Soja sans complexe (3/4) : 100% soja, 100% alimentaire, 100% exporté, une « soy touch » à la sauce toulousaine

Alors que la France désespère l’autonomie protéique de son élevage, les Silos du Touch ont fait du soja leur spécialité... à ceci près que tout part en « soy food » et majoritairement en Asie. Une recette plébiscitée par une communauté grandissante d’agriculteurs du Sud-Ouest.

Pour satisfaire les besoins en protéines de ses ruminants et monograstriques, la France importe bon an mal an 3,5 millions de tonnes de tourteaux et de graines de soja, aux deux tiers en provenance du Brésil selon les Douanes.
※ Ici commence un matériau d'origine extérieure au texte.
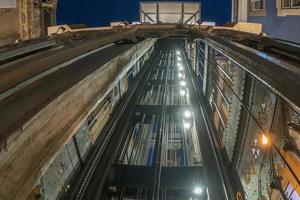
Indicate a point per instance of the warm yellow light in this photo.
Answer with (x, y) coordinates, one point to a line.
(265, 140)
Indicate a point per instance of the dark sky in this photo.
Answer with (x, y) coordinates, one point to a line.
(102, 12)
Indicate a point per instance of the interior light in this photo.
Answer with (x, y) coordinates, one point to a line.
(182, 92)
(187, 125)
(182, 83)
(187, 114)
(265, 139)
(197, 190)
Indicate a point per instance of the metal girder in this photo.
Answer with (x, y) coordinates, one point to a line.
(171, 177)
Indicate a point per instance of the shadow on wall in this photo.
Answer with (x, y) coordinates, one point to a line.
(286, 28)
(100, 13)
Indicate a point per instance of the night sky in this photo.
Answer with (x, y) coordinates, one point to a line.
(102, 12)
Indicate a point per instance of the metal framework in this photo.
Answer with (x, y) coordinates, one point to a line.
(170, 12)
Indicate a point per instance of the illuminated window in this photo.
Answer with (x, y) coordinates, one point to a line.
(290, 4)
(257, 5)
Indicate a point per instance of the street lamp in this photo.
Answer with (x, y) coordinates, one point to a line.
(186, 125)
(187, 114)
(265, 140)
(180, 75)
(197, 190)
(182, 92)
(182, 83)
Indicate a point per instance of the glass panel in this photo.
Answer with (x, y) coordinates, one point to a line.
(258, 4)
(295, 3)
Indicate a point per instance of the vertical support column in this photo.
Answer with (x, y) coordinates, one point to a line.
(157, 13)
(182, 13)
(205, 76)
(77, 151)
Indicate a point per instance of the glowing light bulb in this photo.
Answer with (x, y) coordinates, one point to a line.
(182, 83)
(265, 140)
(187, 114)
(182, 92)
(197, 190)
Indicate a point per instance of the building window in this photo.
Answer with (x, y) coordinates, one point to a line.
(290, 4)
(257, 5)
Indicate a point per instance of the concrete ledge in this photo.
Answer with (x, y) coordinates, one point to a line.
(31, 148)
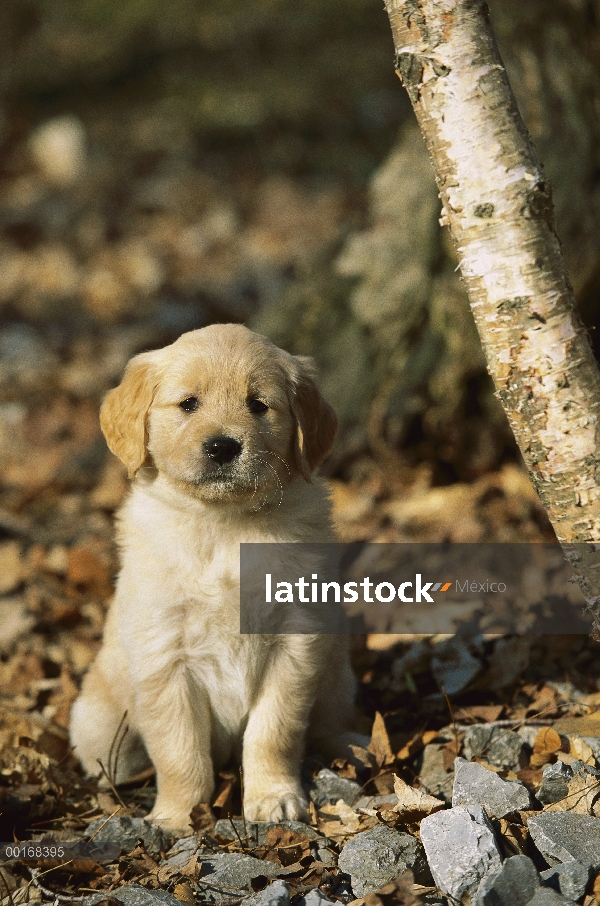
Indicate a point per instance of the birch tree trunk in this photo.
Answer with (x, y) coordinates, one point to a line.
(498, 205)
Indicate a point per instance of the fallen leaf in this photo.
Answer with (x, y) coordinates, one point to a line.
(547, 743)
(380, 746)
(580, 750)
(414, 804)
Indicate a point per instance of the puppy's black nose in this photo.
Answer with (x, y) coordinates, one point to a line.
(222, 449)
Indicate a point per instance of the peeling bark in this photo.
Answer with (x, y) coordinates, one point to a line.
(498, 205)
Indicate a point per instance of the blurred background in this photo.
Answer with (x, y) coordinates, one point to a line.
(165, 166)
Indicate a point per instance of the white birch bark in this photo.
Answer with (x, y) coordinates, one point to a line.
(497, 203)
Donc 100% OGM, soit dit en passant. Et selon la plateforme Duralim, qui compte dans ses rangs les importateurs et les fabricants français d’aliment, l’incertitude pesant sur le caractère déforestant de ce soja concerne 60% des importations, un taux que les acteurs escomptent réduire à néant à l’horizon 2025. Selon l’association Solagro, qui a publié récemment une étude sur l’empreinte alimentaire des Français, l’Hexagone importe l’équivalent de 10 millions d’hectares de terres agricoles (soit 34% de sa SAU), dont 1,35 million d’hectares de soja. C’est grosso modo 8 fois la surface de soja cultivée en France (prévision de 180 000 ha en 2022).

100% soy food ou presque

Et pendant ce temps-là, les Silos du Touch prospèrent sur du soja cultivé dans le Sud-Ouest et destiné à des consommateurs à l’autre bout de la planète, notamment au Japon. Oui mais. « Le problème, c’est que l’on a du mal à valoriser localement notre soja en alimentation animale », explique Paul Bousin, directeur des Silos du Touch, basés à Pouy-de-Touges (Haute-Garonne). L’homme n’est pas seulement négociant. Avec son frère Jean, il est aussi agriculteur et donc producteur de soja. C’est leur père Michel qui est l’origine du négoce, fondé en 2004.

"Le soja destiné à l’alimentation humaine, c’est 35 000 tonnes en Europe. Le marché japonais, c’est 1,2 million"

Dans la décennie qui a précédé sa création, une association d’une petite dizaine d’agriculteurs, dont Michel Bousin, s’était constituée pour commencer à alimenter la filière naissante du « soy food », le soja destiné à l’alimentation humaine. A l’époque, la culture est marginale au plan national mais cette petite communauté d’agriculteurs flaire un bon filon, qui ne s’épuisera pas, si l’on songe à la végétalisation / culpabilisation de notre alimentation. Fausse piste. « Le soja destiné à l’alimentation humaine représente entre 30 000 t et 35 000 t à l’échelle européenne, déclare Paul Bousin. Le marché japonais, c’est 1,2 million. En Asie, la consommation de produits à base de soja est un fait culturel. Le tofu, c’est leur fromage, le lait de soja, c’est leur lait de vache ». Tout part ainsi en soy food, à l’exception des graines non conformes qui sont valorisées en alimentation animale.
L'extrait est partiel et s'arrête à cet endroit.